Adani stocks slide as SEC pursues summons; weak quarterly earnings add to selloff
Flagship firms tank up to 13 per cent amid US regulatory push and profit hits at Adani Green and AESL

Shares of multiple Adani group companies sank sharply on Friday as a double whammy of regulatory scrutiny in the US and disappointing quarterly results spooked investors. The selloff followed reports that the US Securities and Exchange Commission (SEC) has asked a Brooklyn court for approval to serve summons to Gautam Adani and Sagar Adani via email in a fraud and alleged USD 265-million bribery case, after failing to obtain assistance from Indian authorities.
Adani Enterprises, the group’s flagship, slid 9.38 per cent to Rs 1,891.60 on the BSE, while Adani Power dropped 8.84 per cent to Rs 128.35, Adani Ports fell 7.81 per cent to Rs 1,303.35, and Adani Total Gas declined 7.55 per cent to Rs 507.
Adani Green Energy was the biggest casualty, plunging 13.20 per cent to Rs 785 after reporting a dramatic collapse in quarterly profit. Adani Energy Solutions Ltd (AESL) also tumbled 10.57 per cent to Rs 827.20 after posting an over 8 per cent decline in net profit and briefly hitting the lower circuit. The broader market mirrored the gloom, with the Sensex shedding 769.67 points to 81,537.70 and the Nifty dropping 241.25 points to 25,048.65.
The SEC lawsuit, filed in November 2024, accuses Gautam Adani and Sagar Adani of violating US securities laws by making false and misleading statements related to Adani Green Energy Ltd. The Adani group has rejected the allegations outright, saying accusations of paying bribes for solar contracts are “baseless” and that the conglomerate complies with all laws.

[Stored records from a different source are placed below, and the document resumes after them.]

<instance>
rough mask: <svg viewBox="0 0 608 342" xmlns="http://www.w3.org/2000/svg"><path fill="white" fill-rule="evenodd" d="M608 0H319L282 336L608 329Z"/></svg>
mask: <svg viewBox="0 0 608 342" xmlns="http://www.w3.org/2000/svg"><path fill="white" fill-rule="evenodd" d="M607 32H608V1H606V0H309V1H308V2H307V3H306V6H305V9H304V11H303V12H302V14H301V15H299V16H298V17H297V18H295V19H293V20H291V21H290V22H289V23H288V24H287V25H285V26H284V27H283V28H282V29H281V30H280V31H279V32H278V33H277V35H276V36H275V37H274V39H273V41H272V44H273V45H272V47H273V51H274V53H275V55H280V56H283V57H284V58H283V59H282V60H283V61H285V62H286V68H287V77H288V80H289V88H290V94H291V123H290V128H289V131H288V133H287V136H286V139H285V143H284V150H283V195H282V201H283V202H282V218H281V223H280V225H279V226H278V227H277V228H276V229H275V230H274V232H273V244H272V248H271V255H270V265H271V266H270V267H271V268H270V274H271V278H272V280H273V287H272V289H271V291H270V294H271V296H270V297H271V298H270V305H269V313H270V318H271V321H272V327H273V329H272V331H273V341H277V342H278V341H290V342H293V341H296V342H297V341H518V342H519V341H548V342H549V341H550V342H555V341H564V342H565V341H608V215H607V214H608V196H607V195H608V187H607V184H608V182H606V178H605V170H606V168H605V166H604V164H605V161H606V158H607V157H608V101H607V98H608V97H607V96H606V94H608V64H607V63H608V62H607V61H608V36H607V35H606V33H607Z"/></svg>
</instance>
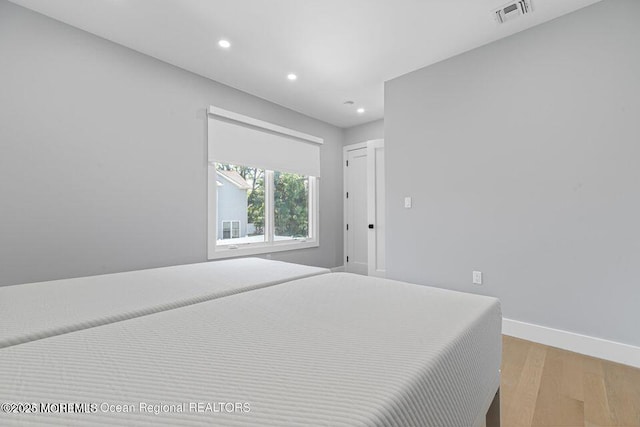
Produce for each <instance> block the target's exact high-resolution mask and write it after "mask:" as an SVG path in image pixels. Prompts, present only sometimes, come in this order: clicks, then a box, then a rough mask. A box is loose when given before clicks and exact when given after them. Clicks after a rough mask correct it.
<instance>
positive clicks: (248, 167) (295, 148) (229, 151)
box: [208, 107, 322, 259]
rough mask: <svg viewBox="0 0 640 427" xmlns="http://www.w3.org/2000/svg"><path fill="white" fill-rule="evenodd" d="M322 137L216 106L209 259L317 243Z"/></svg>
mask: <svg viewBox="0 0 640 427" xmlns="http://www.w3.org/2000/svg"><path fill="white" fill-rule="evenodd" d="M320 143H322V140H320V139H319V138H316V137H312V136H310V135H305V134H301V133H299V132H296V131H292V130H289V129H285V128H281V127H278V126H276V125H272V124H270V123H265V122H260V121H258V120H255V119H251V118H248V117H245V116H240V115H238V114H236V113H232V112H228V111H225V110H220V109H217V108H215V107H211V108H210V110H209V215H208V216H209V240H208V241H209V258H210V259H214V258H225V257H232V256H244V255H253V254H259V253H268V252H276V251H284V250H293V249H302V248H307V247H314V246H318V181H319V177H318V175H319V171H320V166H319V162H320V154H319V153H320V152H319V145H318V144H320Z"/></svg>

“The allegations made by the US Department of Justice and the US Securities and Exchange Commission against directors of Adani Green are baseless and denied,” a group spokesperson said, adding that all legal remedies would be pursued.
The legal overhang collided with weak quarterly numbers. Adani Green Energy reported a consolidated net profit of just Rs 5 crore for the December 2025 quarter, down from Rs 474 crore a year earlier — a nearly 99 per cent collapse — amid sharply higher expenses. Total expenses rose to Rs 2,961 crore from Rs 2,329 crore, with finance costs jumping to Rs 1,698 crore from Rs 1,251 crore. Total income edged up to Rs 2,837 crore from Rs 2,636 crore.
Despite the profit shock, Adani Green sought to highlight its build-out speed. CEO Ashish Khanna said the company would add 5.6 GW of renewable capacity in 2026 — about 14 per cent of new solar and wind installations across India — taking operational capacity to 17.2 GW. He said the firm’s Khavda project, touted as the world’s largest renewable installation, was advancing quickly, with major battery storage and pumped hydro projects also on track.
In the first nine months of the financial year, Adani Green generated over 27 billion units of clean electricity, expanded operational capacity by 48 per cent year-on-year, and added 2,995 MW of greenfield capacity — more than 90 per cent of FY25’s total additions — pushing the company closer to its 50 GW target.
Other group stocks were dragged down in the fallout: Ambuja Cements slipped 5.98 per cent, Sanghi Industries 5.96 per cent, NDTV 5.31 per cent and ACC 2.76 per cent, underscoring how regulatory pressure and earnings risks across the Adani ecosystem converged into one bleak trading session.